9. If you are selling to a committee do you ever make the mistake of presenting more than once to everybody who needs to be involved, and only for a decision? Yes or no but nothing in between?

10. How do you eliminate the dreaded “I need to think it over” and leaving with a wishy-washy unclear agreement about what happens next?

11. How do you make sure that everyone who is going to decide or influence that decision, is bought-in in before you waste your time and resources moving ahead with a presentation of ANY sort?

12. How do you eliminate the risk of delays and roadblocks systematically?

13. How do you get access to the key people at the top of organisations and take yourself out of being a tech/IT sale and make selling the Cloud, a strategic purchase (even with what others might see as a commodity)?

14. How does your current system of selling the Cloud and (dis)qualifying, enable you to KNOW the real reason(s) why you’re going to meet them? Why you’re leaving? What happens next? Why you’re going back? And what will happen at the end of the next interaction?

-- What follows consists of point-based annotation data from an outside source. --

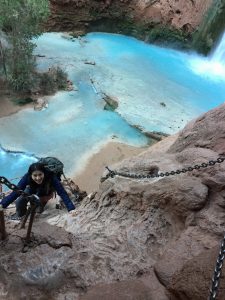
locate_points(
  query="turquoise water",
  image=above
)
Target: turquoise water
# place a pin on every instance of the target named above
(140, 76)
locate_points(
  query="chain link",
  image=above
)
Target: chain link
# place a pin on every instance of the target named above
(219, 262)
(217, 272)
(12, 186)
(113, 173)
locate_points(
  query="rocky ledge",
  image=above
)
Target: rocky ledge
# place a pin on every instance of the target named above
(134, 238)
(167, 21)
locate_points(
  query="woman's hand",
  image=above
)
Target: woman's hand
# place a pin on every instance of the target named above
(73, 213)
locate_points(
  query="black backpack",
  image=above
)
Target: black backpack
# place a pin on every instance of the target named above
(53, 164)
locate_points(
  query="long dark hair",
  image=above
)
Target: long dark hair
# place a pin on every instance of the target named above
(46, 185)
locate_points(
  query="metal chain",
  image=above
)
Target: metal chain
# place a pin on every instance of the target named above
(113, 173)
(217, 272)
(219, 262)
(12, 186)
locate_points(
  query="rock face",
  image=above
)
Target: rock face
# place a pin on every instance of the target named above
(133, 239)
(88, 14)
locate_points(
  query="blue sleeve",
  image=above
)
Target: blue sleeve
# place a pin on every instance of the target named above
(63, 194)
(12, 197)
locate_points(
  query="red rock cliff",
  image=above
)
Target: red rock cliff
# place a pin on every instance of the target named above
(80, 14)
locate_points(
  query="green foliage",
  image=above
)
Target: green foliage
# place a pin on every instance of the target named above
(211, 28)
(21, 20)
(167, 35)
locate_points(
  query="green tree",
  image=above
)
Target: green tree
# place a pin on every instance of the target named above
(22, 21)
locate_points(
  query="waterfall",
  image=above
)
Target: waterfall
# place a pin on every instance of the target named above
(218, 55)
(213, 66)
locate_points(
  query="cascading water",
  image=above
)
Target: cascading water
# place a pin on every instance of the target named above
(212, 66)
(218, 54)
(157, 89)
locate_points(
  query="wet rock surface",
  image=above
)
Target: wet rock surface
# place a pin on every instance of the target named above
(134, 238)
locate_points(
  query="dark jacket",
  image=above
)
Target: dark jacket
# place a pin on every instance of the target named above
(56, 184)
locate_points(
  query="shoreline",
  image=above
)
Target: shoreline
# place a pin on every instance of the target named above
(89, 176)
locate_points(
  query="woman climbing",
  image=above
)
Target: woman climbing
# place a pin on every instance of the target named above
(40, 182)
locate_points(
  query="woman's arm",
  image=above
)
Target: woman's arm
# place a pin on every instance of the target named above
(63, 194)
(12, 197)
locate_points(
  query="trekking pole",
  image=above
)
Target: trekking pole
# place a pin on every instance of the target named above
(2, 223)
(25, 218)
(32, 214)
(75, 193)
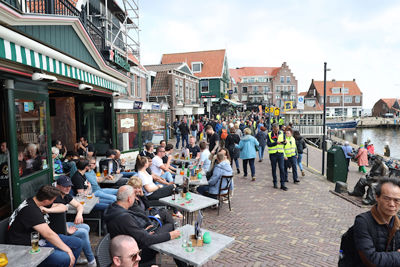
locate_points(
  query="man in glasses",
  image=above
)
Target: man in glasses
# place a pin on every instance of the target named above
(376, 235)
(124, 251)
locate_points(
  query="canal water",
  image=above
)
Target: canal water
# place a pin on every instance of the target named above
(378, 136)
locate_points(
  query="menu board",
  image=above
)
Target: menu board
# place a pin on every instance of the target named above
(153, 121)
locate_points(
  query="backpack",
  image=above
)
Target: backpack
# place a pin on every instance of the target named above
(350, 256)
(224, 134)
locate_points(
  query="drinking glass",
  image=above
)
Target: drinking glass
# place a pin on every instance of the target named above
(35, 242)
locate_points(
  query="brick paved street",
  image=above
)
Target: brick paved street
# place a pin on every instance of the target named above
(300, 227)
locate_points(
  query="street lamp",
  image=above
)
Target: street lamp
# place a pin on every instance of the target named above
(324, 122)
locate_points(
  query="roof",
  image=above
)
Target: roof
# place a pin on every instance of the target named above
(352, 85)
(238, 73)
(213, 61)
(389, 101)
(163, 67)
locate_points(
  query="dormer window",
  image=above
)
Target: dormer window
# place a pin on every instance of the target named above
(197, 66)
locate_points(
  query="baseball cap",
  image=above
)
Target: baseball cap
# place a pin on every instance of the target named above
(64, 181)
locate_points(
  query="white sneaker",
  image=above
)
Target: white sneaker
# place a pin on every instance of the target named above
(81, 261)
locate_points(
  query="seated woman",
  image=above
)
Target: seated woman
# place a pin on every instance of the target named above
(222, 168)
(151, 190)
(142, 207)
(106, 195)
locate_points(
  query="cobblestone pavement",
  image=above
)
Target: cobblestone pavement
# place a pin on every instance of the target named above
(300, 227)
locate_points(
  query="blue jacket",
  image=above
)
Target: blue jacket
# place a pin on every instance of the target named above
(221, 169)
(247, 146)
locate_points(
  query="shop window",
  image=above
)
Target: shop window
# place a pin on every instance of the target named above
(127, 131)
(31, 136)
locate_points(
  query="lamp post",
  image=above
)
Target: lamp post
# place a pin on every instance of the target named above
(324, 122)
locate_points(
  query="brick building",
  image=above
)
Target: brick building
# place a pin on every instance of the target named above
(256, 86)
(344, 98)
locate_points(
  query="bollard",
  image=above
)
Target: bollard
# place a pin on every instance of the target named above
(355, 141)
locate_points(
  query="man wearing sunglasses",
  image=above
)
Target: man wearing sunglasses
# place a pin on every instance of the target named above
(376, 232)
(124, 251)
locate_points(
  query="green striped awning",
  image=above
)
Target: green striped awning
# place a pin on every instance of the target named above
(20, 54)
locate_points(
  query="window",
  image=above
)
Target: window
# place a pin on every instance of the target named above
(181, 88)
(204, 86)
(197, 66)
(176, 88)
(139, 87)
(31, 135)
(348, 99)
(334, 99)
(133, 85)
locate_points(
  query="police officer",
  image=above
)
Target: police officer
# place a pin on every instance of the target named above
(276, 141)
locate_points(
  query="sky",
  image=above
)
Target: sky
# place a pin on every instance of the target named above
(359, 39)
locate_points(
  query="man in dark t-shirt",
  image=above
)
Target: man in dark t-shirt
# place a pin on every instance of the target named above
(28, 218)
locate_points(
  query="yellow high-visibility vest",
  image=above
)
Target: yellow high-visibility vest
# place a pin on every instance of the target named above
(290, 147)
(276, 148)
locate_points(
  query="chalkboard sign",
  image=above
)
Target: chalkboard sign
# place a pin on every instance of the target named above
(153, 121)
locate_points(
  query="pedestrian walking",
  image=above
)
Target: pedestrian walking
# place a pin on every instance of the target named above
(234, 152)
(275, 142)
(289, 154)
(248, 153)
(300, 145)
(261, 137)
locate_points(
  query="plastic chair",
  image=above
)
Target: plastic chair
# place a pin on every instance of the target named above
(225, 196)
(103, 257)
(3, 230)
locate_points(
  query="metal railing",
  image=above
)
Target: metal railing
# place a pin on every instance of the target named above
(60, 8)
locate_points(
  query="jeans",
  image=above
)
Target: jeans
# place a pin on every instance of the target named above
(167, 176)
(60, 258)
(291, 162)
(252, 168)
(261, 150)
(185, 137)
(83, 234)
(107, 195)
(178, 139)
(277, 158)
(299, 159)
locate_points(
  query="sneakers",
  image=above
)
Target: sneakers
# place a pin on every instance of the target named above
(81, 261)
(92, 264)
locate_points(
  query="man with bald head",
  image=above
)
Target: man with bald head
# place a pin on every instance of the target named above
(124, 251)
(121, 221)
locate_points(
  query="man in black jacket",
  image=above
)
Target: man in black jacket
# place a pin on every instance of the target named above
(121, 221)
(376, 232)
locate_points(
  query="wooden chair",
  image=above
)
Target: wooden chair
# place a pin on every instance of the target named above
(225, 196)
(3, 230)
(103, 257)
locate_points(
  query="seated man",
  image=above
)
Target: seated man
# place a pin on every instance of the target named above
(76, 228)
(124, 251)
(223, 168)
(81, 185)
(28, 218)
(376, 235)
(159, 168)
(106, 195)
(119, 212)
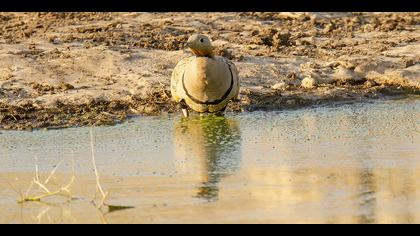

15. How do you as a company capture the lesson learned daily by you and your sales team? How do you share this knowledge consistently and regularly today to sell the Cloud more effectively?

If you take nothing else away from this article, take this. People do not buy the Cloud because they want to get into the Cloud. There are reasons (their reasons) they might want to change what they are doing and do what you are selling them the ability to do. DO NOT MINDREAD. Find their reasons and get them to tell you how to sell the Cloud to them. Their reasons are not your reasons.